SitEmb-v1.5: Improved Context-Aware Dense Retrieval for Semantic Association and Long Story Comprehension
Abstract
A new training paradigm and situated embedding models (SitEmb) enhance retrieval performance by conditioning short text chunks on broader context windows, outperforming state-of-the-art models with fewer parameters.
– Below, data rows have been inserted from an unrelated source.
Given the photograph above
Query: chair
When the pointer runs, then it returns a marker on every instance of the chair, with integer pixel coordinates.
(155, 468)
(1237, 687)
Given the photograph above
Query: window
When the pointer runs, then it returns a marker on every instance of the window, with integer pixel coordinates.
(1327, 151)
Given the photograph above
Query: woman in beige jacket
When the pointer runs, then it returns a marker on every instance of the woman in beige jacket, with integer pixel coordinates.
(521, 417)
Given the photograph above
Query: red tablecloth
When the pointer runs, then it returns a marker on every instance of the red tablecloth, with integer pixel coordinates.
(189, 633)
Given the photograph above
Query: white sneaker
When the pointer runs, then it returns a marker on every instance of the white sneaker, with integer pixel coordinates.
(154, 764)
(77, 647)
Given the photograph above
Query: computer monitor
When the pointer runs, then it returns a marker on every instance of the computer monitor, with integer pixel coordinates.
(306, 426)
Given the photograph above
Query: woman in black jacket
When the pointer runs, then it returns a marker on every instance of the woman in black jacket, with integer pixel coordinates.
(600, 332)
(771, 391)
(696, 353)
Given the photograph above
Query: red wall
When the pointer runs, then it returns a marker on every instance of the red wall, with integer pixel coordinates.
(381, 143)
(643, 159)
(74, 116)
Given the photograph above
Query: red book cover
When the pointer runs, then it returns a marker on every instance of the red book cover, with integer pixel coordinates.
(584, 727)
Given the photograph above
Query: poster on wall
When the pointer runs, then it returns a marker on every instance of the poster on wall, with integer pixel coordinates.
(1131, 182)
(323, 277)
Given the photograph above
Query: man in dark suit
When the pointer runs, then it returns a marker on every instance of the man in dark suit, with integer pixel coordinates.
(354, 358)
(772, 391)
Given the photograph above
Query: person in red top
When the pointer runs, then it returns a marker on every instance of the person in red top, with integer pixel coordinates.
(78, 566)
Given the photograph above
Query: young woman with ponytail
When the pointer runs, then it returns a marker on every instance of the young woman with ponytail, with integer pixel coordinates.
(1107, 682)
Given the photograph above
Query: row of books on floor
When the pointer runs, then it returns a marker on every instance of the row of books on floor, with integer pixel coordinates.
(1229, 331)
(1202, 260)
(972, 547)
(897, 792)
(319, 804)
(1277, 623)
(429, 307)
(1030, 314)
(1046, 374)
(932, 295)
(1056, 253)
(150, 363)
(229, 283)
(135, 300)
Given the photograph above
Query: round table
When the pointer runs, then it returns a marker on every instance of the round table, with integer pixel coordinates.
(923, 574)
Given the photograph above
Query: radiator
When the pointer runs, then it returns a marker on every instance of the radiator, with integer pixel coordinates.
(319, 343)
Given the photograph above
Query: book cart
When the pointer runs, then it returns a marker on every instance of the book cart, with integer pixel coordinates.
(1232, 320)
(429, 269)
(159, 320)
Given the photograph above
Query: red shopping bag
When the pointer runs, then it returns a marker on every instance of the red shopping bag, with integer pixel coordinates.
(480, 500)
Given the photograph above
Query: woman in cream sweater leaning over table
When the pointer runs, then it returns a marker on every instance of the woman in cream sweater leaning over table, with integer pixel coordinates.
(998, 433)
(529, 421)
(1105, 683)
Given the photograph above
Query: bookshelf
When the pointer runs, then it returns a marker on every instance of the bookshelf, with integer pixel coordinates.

Retrieval-augmented generation (RAG) over long documents typically involves splitting the text into smaller chunks, which serve as the basic units for retrieval. However, due to dependencies across the original document, contextual information is often essential for accurately interpreting each chunk. To address this, prior work has explored encoding longer context windows to produce embeddings for longer chunks. Despite these efforts, gains in retrieval and downstream tasks remain limited. This is because (1) longer chunks strain the capacity of embedding models due to the increased amount of information they must encode, and (2) many real-world applications still require returning localized evidence due to constraints on model or human bandwidth. We propose an alternative approach to this challenge by representing short chunks in a way that is conditioned on a broader context window to enhance retrieval performance -- i.e., situating a chunk's meaning within its context. We further show that existing embedding models are not well-equipped to encode such situated context effectively, and thus introduce a new training paradigm and develop the situated embedding models (SitEmb). To evaluate our method, we curate a book-plot retrieval dataset specifically designed to assess situated retrieval capabilities. On this benchmark, our SitEmb-v1 model based on BGE-M3 substantially outperforms state-of-the-art embedding models, including several with up to 7-8B parameters, with only 1B parameters. Our 8B SitEmb-v1.5 model further improves performance by over 10% and shows strong results across different languages and several downstream applications.
Community
This is an automated message from the Librarian Bot. I found the following papers similar to this paper.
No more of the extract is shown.